1. Start with backend schema and CRUD
2. Implement API route with proper authorization
3. Write backend tests (aim for >90% coverage)
4. Generate frontend API client: npm run generate:api
5. Implement frontend components
6. Write frontend unit tests
7. Add E2E tests for critical flows
8. Update relevant documentation

When Fixing Tests:

• Backend: Check test database isolation and async fixture usage
• Frontend unit: Verify mocking of useAuth() not useAuthStore
• E2E: Use Promise.all() pattern and regex URL assertions

When Debugging:

• Backend: Check IS_TEST=True environment variable is set
• Frontend: Run npm run type-check first
• E2E: Use npm run test:e2e:debug for step-by-step debugging
• Check logs: Backend has detailed error logging

Demo Mode (Frontend-Only Showcase):

• Enable: echo "NEXT_PUBLIC_DEMO_MODE=true" > frontend/.env.local
• Uses MSW (Mock Service Worker) to intercept API calls in browser
• Zero backend required - perfect for Vercel deployments
• Fully Automated: MSW handlers auto-generated from OpenAPI spec
  • Run npm run generate:api → updates both API client AND MSW handlers
  • No manual synchronization needed!
• Demo credentials (any password ≥8 chars works):
  • User: demo@example.com / DemoPass123
  • Admin: admin@example.com / AdminPass123
• Safe: MSW never runs during tests (Jest or Playwright)
• Coverage: Mock files excluded from linting and coverage
• Documentation: frontend/docs/DEMO_MODE.md for complete guide

Tool Usage Preferences

Prefer specialized tools over bash:

• Use Read/Write/Edit tools for file operations
• Never use cat, echo >, or heredoc for file manipulation
• Use Task tool with subagent_type=Explore for codebase exploration
• Use Grep tool for code search, not bash grep

When to use parallel tool calls:

• Independent git commands: git status, git diff, git log
• Reading multiple unrelated files
• Running multiple test suites simultaneously
• Independent validation steps

Custom Skills

No Claude Code Skills installed yet. To create one, invoke the built-in "skill-creator" skill.

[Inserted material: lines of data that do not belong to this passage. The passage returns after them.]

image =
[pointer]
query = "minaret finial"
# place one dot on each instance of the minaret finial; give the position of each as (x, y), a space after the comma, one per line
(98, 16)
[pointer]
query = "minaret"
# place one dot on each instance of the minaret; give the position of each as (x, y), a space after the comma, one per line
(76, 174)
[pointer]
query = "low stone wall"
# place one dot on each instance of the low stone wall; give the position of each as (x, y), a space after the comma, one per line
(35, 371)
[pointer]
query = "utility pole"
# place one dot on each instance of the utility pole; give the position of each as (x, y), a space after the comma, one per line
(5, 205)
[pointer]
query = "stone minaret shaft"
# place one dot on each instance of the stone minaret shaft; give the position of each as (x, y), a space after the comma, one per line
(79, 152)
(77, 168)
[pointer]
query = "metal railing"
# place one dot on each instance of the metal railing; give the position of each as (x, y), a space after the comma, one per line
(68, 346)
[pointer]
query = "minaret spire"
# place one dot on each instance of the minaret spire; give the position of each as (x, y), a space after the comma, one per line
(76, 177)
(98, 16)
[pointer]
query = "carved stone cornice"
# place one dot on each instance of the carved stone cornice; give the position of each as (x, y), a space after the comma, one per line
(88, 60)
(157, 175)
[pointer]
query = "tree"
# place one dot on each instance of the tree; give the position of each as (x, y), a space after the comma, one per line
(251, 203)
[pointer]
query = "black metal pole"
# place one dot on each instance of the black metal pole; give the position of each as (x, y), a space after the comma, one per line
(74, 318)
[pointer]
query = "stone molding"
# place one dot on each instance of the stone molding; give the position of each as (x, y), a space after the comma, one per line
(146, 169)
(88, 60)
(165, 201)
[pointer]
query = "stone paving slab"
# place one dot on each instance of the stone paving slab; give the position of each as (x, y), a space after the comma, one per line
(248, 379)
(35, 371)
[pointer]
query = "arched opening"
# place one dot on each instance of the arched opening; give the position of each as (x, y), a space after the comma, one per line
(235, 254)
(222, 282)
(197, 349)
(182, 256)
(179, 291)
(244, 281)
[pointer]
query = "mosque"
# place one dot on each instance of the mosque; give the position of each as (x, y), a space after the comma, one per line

Potential skill ideas for this project:

• API endpoint generator workflow (schema → CRUD → route → tests → frontend client)
• Component generator with design system compliance
• Database migration troubleshooting helper
• Test coverage analyzer and improvement suggester
• E2E test generator for new features

Additional Resources

Comprehensive Documentation:

• AGENTS.md - Framework-agnostic AI assistant context
• README.md - User-facing project overview
• backend/docs/ - Backend architecture, coding standards, common pitfalls
• frontend/docs/design-system/ - Complete design system guide

API Documentation (when running):

• Swagger UI: http://localhost:8000/docs
• ReDoc: http://localhost:8000/redoc
• OpenAPI JSON: http://localhost:8000/api/v1/openapi.json

Testing Documentation:

• Backend tests: backend/tests/ (97% coverage)
• Frontend E2E: frontend/e2e/README.md
• Design system: frontend/docs/design-system/08-ai-guidelines.md

---

For project architecture, development commands, and general context, see AGENTS.md.